With students returning to school across the Pine Belt earlier this week, local law enforcement officials are encouraging motorists to keep a close eye on increased traffic and observe safety measures, particularly while in school zones.
Lamar County Sheriff Danny Rigel said in particular, there are a lot of new drivers who recently received their drivers’ licenses over the summer.
“They’re going to be inexperienced drivers, so just pay attention and try to drive defensively,” he said. “You’ve got a lot of kids entering the first grade riding school buses, and they’re all excited about getting home and telling their mom what happened at school, and they may dart out in front of you in between cars where you don’t see them.

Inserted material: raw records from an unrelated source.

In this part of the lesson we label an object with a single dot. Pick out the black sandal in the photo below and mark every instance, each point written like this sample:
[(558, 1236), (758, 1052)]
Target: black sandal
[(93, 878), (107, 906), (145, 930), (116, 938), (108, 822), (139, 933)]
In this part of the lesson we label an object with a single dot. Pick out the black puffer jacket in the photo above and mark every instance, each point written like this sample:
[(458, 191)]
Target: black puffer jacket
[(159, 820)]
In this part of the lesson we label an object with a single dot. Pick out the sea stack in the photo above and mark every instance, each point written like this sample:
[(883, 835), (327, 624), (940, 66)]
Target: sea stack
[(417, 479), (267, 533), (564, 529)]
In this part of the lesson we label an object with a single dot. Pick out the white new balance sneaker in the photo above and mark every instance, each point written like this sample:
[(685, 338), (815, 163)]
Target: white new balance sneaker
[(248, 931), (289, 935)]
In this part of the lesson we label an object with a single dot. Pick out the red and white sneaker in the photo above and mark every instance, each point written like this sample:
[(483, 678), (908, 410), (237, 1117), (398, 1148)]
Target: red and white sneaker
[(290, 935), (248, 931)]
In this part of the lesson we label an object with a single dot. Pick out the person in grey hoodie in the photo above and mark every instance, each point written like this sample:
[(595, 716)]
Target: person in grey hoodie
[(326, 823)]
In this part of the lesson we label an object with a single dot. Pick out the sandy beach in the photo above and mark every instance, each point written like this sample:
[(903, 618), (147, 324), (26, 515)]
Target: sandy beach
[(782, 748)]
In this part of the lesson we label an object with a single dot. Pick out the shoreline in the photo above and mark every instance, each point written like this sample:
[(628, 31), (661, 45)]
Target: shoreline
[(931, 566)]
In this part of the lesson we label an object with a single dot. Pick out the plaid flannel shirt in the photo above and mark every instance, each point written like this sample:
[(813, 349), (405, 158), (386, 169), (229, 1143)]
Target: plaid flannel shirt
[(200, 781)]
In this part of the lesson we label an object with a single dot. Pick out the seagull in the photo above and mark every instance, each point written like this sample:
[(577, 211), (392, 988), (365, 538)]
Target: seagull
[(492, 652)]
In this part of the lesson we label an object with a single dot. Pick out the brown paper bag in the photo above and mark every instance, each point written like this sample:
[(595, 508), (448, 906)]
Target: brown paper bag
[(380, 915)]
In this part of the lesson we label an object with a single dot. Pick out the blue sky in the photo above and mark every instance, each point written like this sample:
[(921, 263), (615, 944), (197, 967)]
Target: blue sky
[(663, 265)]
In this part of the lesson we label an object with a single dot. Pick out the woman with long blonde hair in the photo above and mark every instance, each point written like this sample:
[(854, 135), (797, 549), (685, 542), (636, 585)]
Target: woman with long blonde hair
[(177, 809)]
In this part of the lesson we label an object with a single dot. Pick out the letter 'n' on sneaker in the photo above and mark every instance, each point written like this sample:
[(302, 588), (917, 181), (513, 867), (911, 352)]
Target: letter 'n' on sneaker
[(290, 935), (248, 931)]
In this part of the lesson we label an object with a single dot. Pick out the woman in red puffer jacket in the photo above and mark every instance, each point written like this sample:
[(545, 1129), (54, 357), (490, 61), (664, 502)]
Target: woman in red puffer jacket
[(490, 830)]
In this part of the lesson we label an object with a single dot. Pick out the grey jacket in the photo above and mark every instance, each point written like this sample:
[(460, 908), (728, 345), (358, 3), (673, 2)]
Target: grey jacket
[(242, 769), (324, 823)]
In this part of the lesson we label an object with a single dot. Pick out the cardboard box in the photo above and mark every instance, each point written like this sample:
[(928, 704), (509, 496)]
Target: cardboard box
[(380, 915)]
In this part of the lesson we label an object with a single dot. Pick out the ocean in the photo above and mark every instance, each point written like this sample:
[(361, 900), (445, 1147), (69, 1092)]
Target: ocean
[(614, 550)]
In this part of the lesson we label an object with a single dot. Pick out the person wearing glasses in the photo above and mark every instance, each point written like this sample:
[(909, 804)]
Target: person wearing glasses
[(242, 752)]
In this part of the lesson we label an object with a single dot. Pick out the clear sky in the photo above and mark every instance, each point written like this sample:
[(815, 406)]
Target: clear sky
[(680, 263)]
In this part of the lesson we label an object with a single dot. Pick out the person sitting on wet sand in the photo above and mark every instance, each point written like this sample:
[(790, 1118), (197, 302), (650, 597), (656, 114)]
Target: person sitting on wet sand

“So always look for kids, and do not pass a stopped school bus. You have to stop in both directions – if they put up their yellow (sign), it means they’re slowing down about to stop, and when the red lights come on and the crossing arm comes out, that’s like a stop sign. You can’t pass that bus, and I think all the buses have cameras now that the schools can turn over to law enforcement, showing the tag number and a vehicle passing a stopped school bus. So if you do it, there’s going to be a good chance you’ll get a citation.”
In addition, deputies will patrol school zones heavily – particular during school hours – in search of reckless drivers, or motorists obviously exceeding the speed limit.
“We can’t run radar in the county, but we can write you a ‘careless driving’ ticket, and they’re quite expensive,” Rigel said.
Rigel also is urging motorists to exercise caution around construction zones, as there are several road improvements and new developments taking place around the county.
“The (Lamar County) Board of Supervisors has done real well on fixing most of the roads, with road projects during the summer, so it wouldn’t interfere with school,” he said. “But there is some construction still going on.
“So especially if you have to go through a school zone to get to work or wherever you’re going, you might want to plan a little bit of extra time and leave a little early.”